A week later, Mattin showed up at Jahlene’s door with a dinner tray. He carried the tray to a table by her couch and arranged the food for her.

Grinning, Jahlene got up and walked over to the couch, shaking a finger at him. “You are going to go too far one day.”

His smile was a bit sheepish, but he didn’t back down. “You told me to use my own judgment if you hadn’t given instruction, Lady. My judgment is you need a break.”

Jahlene shook her head and sat down to eat. While she ate, Mattin straightened her desk. The evening continued in a pattern that had almost become routine. Mattin carried messages for her, making arrangements for the night and the morning.

The next day, Mattin started coming to her quarters in mid-afternoon. They developed an interesting relationship. Mattin, once he was comfortable, slipped easily into the relaxed informality she preferred. But only so long as he was able to forget. If anything reminded him of his collar, his sister, or her pleasures, he would withdraw into quiet invisibility.

Jahlene wasn’t sure what to make of it.

The Bargain (S1, E11)

Season content notes: fictional slavery, con noncon*, pain play, pain play implied, sex, reference to/discussion of child abuse, violence

Brit forced a bit more food into Mattin, then sent him off to sleep. He cleaned up the tray and blamed the way his own eyes watered on the westering sun. Work. Work would distract him. There was always work to do.

When he looked up it was dark out, and his lamps had burned low. The dinner tray was still sitting on the corner of his desk.

Brit shook his head, cleared his desk, and carried the tray down to the kitchen. It didn’t make sense, he rationalized, to disturb one of the maids that late at night. By the time he realized what he was doing, it was too late.

As he stepped through the door, the half-fae cook pushed back from the sink and wiped his thick hands on his apron. “This is unexpected,” he said as he stalked toward Brit.

Brit strode past the fae to one of the big kitchen tables.

“I haven’t seen the lad since he picked up that tray.”

“He’s sleeping,” Brit growled. He put the tray down next to an old knife scar in the table. As usual, the wood was spotless. No matter how hard he searched, Brit never found any cause for complaint. He turned to the door and found the exit blocked by the fae. Brit’s temper, already strained to the breaking point, flared. His pulse throbbed in his old scars.

“Is he now? Straight to bed then, without stopping to say goodnight to his friends.” The fae bastard crooned.

Brit’s hands fisted.
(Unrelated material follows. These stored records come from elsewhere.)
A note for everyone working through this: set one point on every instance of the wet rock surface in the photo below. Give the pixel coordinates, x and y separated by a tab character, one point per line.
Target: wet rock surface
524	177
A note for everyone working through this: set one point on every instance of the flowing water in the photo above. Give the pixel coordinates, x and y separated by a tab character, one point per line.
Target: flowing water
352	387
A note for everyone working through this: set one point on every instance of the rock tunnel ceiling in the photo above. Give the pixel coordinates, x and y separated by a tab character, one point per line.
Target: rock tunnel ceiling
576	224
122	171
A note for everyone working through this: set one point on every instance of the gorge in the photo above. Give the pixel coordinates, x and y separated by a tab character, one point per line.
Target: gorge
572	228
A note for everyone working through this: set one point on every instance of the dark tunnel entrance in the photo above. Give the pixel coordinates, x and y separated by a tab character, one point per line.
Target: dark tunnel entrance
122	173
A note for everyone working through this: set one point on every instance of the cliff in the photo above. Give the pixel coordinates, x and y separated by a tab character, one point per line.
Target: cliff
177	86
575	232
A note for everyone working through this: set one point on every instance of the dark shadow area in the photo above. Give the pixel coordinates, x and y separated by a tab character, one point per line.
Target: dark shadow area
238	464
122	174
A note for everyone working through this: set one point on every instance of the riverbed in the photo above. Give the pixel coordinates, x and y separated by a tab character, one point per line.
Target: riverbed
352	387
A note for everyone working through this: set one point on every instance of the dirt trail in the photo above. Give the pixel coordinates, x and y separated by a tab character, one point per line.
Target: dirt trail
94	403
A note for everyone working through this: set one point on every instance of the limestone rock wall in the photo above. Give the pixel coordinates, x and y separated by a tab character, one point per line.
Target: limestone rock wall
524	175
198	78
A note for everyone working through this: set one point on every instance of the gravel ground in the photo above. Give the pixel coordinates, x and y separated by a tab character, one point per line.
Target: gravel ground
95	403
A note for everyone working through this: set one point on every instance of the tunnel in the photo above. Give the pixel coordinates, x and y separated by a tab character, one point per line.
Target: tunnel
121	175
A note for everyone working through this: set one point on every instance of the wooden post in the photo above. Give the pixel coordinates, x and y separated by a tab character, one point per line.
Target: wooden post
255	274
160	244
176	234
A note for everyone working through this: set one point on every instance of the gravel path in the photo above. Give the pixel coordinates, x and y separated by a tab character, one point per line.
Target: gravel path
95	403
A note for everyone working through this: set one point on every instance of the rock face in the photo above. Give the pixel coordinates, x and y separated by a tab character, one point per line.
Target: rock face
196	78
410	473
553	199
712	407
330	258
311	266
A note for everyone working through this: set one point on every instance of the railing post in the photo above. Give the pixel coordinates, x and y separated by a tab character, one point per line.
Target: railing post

They both knew what was coming, but spur him if he would make it easy for the half-breed. “It’s been a long day. He was worn out.” He tried to edge past the cook, but the bigger man didn’t budge.

“Worn out, nothing. You’re pushing him too hard.”

The thread holding his temper snapped. The bastard fae always knew just where to push. Always turned Brit’s own doubts and fears against him.

Brit grabbed the male. A moment later Cook was flat against the wall with Brit’s arm at his throat. “I push him as hard as need be, and it is not for you to comment.”

Cook caught Brit’s free arm in a nerve pinch and twisted. Brit landed hard on the floor. He rolled to his feet and charged.

Cook fought silently. He responded to Brit’s brawling attacks with simple-seeming throws and pin-point nerve strikes. Brit didn’t worry about precision. No matter how well or how often the fae threw him about the room, anger and grief carried him forward. His intensity was rewarded with the stinging smack of punches landing.

As much as he wanted to wipe the smirk off the half-breed’s face, Brit stuck to body blows. Fighting was one thing, but displaying wounds before the household was unacceptable. And if he ever went for the face, the fae would do the same.

The fight ended when Brit came in low with a tackling lunge and took out the fae’s knees. Brit kept his footing—barely—and pressed one knee across Cook’s throat. He bent down and growled in the half-fae’s face. “Never criticize my training again.” Then he stood and strode out of the kitchen. Not allowing his wrenched knee to limp until he turned the corner.

Brit’s mind was clear, and he knew he’d be better able to sleep for the fight. Still, he cursed himself for letting the half-fae get under his skin.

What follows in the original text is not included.